Trail of the Ancients
The 114-mile Trail of the Ancients travels between Mesa Verde National Park and two remote national monuments (Hovenweep and Canyons of the Ancients).
Wine time: West of the town of Cortez, stop into Sutcliffe Vineyards, at the foot of the Sleeping Ute Mountain, which handcrafts its wines.
Grand Mesa Scenic & Historic Byway
The Grand Mesa byway traverses the largest flat-top mountain in the world along 63 miles of picturesque canyons, forests and several of the mesa's more than 300 stream-fed lakes.
Wine time: After traveling southeast on this route from I-70, stop in Cedaredge, where the Neal Family purchased a 50-acre farm in 1989 to establish Stoney Mesa Winery.

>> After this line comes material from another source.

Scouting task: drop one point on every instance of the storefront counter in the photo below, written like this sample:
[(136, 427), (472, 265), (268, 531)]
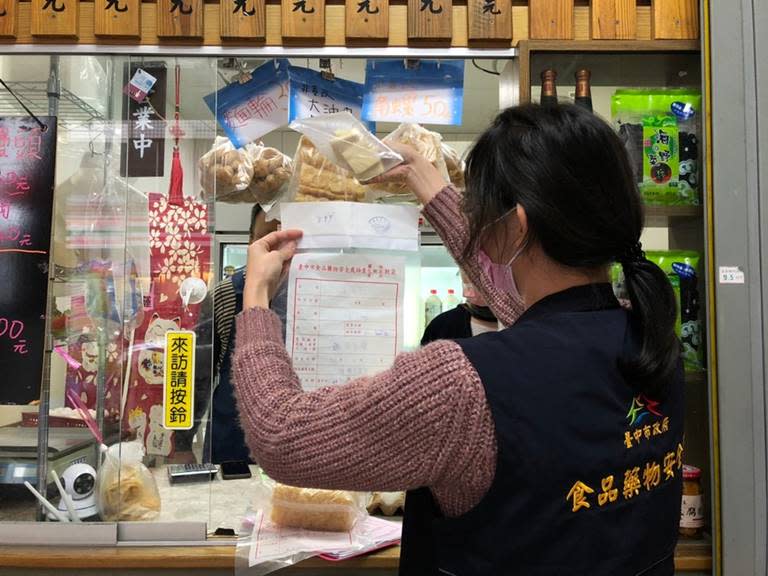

Dinosaur Diamond Scenic & Historic Byway
Dinosaur Diamond is a meandering, 486-mile byway weaves through the northwest corner of the state, where dinosaurs were abundant, leaving fossils and footprints.
Wine time: About 10 miles east of the byway’s terminus in Grand Junction is the DeBeque Canyon Winery in Palisade, well-known for its oak-aged wines.
Cache la Poudre-North Park Scenic & Historic Byway
Wine time: Along the byway in the town of LaPorte, check out Ten Bears Winery, which uses a winter-hibernation process (as its name might imply) for a smooth, easy flavor.
Gold Belt Tour Scenic & Historic Byway
The Gold Belt Tour is anchored by the communities of Cripple Creek, Victor, Florissant, Florence, Cañon City and several mining ghost towns. A 113-mile circuit, it offers unpaved and paved roadways, as well as a 4-wheel-drive route along Shelf Road.
Wine time: The Winery at Holy Cross Abbey in Cañon City no longer has monks within its quiet walls, but does offer wine tastings and a gift shop with an extensive array of wine-related items.
South Platte River Trail Scenic & Historic Byway
The only 19-mile South Platte River Trail is the location of Colorado’s only Pony Express station, the Transcontinental Railroad and the Lincoln Highway Loop, the first coast-to-coast automobile road in the U.S.
Wine time: South of Julesburg are remains of the Italian Caves, also reported to be an underground palace, which was dug by Uberta Gibello in the 1880s. He proceeded to dig this palace after his marvel of an irrigation system, complete with concrete-lined ditches, did little to help the vineyards survive. Though the wine dried up long ago, the area’s history still can be enjoyed.